¿Cómo se comportará la vivienda en 2023?

Espero un 2023 estable y con moderación de precios, con menos compraventa de viviendas y más presión sobre el alquiler

Desde mi óptica espero un 2023 estable y con moderación de precios en el conjunto de Galicia, con menos operaciones de compraventa de viviendas y con un alquiler con incremento de precios y más presión de la demanda. Estas, según mi criterio, son las principales claves:


-El mercado de la vivienda en compraventa, tanto usada como nueva, han cerrado el mejor año de la última década

-Los precios de venta se estabilizarán en el primer cuatrimestre del 2023

– El mercado de la vivienda en arrendamiento seguirá al alza y con menos oferta en el primer semestre de este año

– Las grandes ciudades de Galicia no sufrirán una caída de precios de la vivienda a pesar de un contexto económico adverso

– Los bajos y locales comerciales vacíos se incrementarán entre un 12% y un 15% en el conjunto de Galicia en este primer semestre

– Habrá menos concesión de hipotecas y más caras

– Descenderán un 10% las compraventas de viviendas nuevas y usadas en el primer semestre del año

-Vigo y A Coruña seguirán focalizando la mayoría de operaciones de compraventa de viviendas y seguirán siendo centro de interés en inversión

La gestión de los fondos europeos

Los costes de construcción, el alza de precios tanto en viviendas nuevas como usadas reformadas, la escasez y encarecimiento de las materias primas y la rehabilitación de las viviendas en una comunidad como la nuestra con más de 350.000 viviendas desocupadas, siguen siendo los principales retos que el sector de la vivienda se enfrentará este ejercicio.

Las tensiones en precios se producirán principalmente en el mercado del alquiler, y con las siete principales ciudades de Galicia como los municipios más tensionados en precios y oferta menguante. A ello hay que sumarle el encarecimiento de los costes de construcción y la escasez de materiales básicos en la construcción o rehabilitación de viviendas. Y precisamente en este último punto, la gestión de los fondos europeos para la rehabilitación de viviendas es uno de los grandes retos al toparnos con una ineficiente e ineficaz gestión de los mismos por parte de las diferentes administraciones, y con la administración estatal a la cabeza con una gestión opaca y beneficiando presuntamente a comunidades autónomas en detrimento de otras.

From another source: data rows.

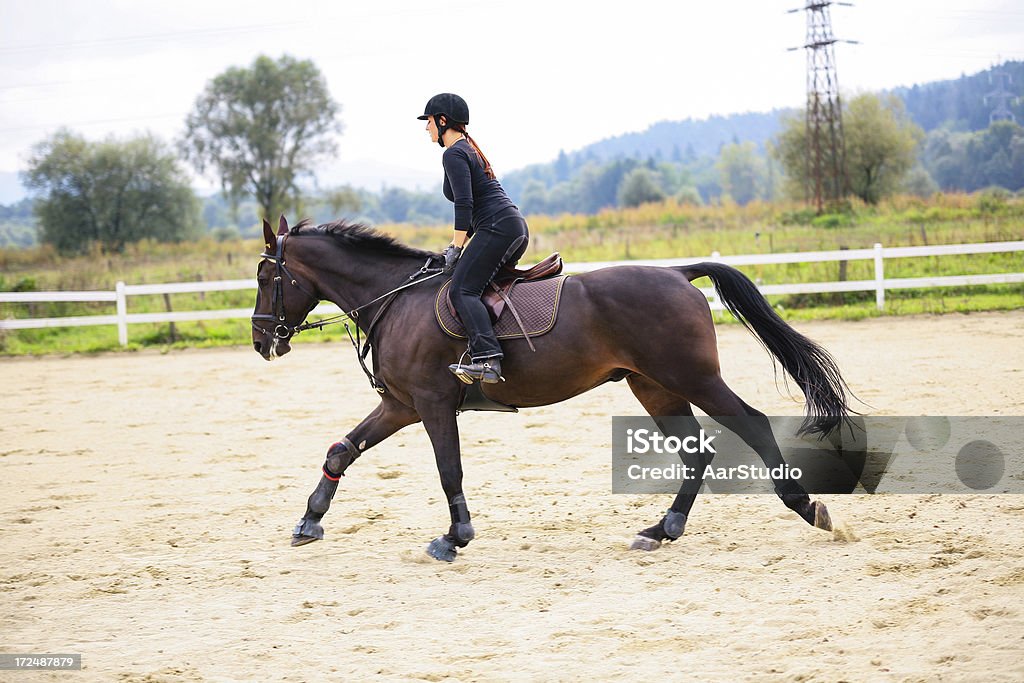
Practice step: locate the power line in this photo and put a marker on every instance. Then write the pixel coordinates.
(825, 157)
(122, 40)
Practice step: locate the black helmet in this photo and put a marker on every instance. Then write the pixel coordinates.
(452, 105)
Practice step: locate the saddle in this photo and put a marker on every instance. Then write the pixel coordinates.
(508, 278)
(536, 294)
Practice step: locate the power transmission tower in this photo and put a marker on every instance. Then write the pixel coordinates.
(825, 162)
(1001, 96)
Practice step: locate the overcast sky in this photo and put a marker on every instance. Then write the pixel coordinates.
(540, 76)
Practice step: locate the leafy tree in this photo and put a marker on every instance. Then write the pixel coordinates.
(111, 193)
(261, 128)
(689, 195)
(919, 182)
(881, 144)
(969, 162)
(639, 186)
(741, 171)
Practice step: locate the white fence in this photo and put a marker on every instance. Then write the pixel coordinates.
(879, 284)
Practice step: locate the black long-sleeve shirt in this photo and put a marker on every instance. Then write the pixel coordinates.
(476, 197)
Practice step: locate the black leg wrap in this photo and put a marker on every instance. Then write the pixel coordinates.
(669, 528)
(674, 524)
(461, 531)
(320, 500)
(308, 528)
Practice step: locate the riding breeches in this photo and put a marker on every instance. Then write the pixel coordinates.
(501, 242)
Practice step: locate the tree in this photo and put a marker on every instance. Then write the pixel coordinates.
(639, 186)
(881, 146)
(262, 128)
(111, 193)
(741, 171)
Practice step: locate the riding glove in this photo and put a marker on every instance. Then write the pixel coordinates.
(452, 255)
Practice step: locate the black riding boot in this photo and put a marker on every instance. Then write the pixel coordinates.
(487, 371)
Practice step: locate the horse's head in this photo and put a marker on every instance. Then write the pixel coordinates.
(283, 301)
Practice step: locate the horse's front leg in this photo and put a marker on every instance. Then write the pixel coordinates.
(439, 421)
(386, 419)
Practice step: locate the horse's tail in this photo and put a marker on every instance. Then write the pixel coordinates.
(811, 366)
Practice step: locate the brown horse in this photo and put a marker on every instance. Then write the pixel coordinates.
(648, 326)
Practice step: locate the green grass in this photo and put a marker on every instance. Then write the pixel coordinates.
(657, 230)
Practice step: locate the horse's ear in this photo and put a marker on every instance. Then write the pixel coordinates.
(268, 237)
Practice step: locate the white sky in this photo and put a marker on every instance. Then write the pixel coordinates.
(539, 76)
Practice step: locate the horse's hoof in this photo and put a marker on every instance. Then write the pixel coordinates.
(821, 517)
(306, 531)
(441, 549)
(643, 543)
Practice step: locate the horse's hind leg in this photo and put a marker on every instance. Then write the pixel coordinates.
(674, 417)
(387, 418)
(719, 401)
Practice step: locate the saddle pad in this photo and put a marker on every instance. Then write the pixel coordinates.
(537, 303)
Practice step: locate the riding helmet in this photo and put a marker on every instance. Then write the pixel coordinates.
(452, 105)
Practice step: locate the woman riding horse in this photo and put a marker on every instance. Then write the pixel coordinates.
(483, 212)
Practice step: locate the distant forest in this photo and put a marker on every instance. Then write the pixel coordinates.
(682, 159)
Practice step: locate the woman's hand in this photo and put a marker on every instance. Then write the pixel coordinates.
(452, 255)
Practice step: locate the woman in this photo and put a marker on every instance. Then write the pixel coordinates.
(483, 212)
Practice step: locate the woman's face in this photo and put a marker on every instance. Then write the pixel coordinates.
(432, 128)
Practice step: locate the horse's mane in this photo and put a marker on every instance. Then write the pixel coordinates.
(358, 236)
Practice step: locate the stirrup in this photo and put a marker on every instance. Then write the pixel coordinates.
(478, 371)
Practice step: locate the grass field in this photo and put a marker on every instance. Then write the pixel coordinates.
(655, 230)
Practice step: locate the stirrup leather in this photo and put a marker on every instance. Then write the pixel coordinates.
(481, 371)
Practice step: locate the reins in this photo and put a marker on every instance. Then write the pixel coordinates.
(353, 314)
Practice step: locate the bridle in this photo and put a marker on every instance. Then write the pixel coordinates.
(284, 332)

La incerteza económica y la debilidad en la coyuntura de los hogares gallegos tendrá menos impacto del previsto hace pocos meses. En este primer semestre los precios de la vivienda en alquiler seguirán incrementándose moderadamente y la oferta seguirá disminuyendo por la inseguridad de los propietarios.

La inseguridad jurídica


Pero 2023 será también el año de la aprobación de la nueva Ley de Vivienda, y destaco sus puntos débiles:

– Desconfianza absoluta de los propietarios hacia una próxima ley estatal de vivienda que las deja en una situación de inseguridad jurídica

Derivación de viviendas del alquiler tradicional hacia el alquiler de vacacional, por rentabilidad y seguridad jurídica

– Falta de incentivos y bonificaciones fiscales a los propietarios

La inseguridad jurídica, la prohibición transitoria de repercusión del IPC en la renovación de contratos de alquiler, una ley de vivienda intervencionista y el aviso de penalización a las viviendas vacías o la limitación de precios penalizan al pequeño propietario, que busca una alternativa distinta al alquiler tradicional de su vivienda. Lo cual, sumado a una rentabilidad en la vivienda vacacional muy superior a la tradicional, produce un auge de la vivienda turística como nunca antes se había visto.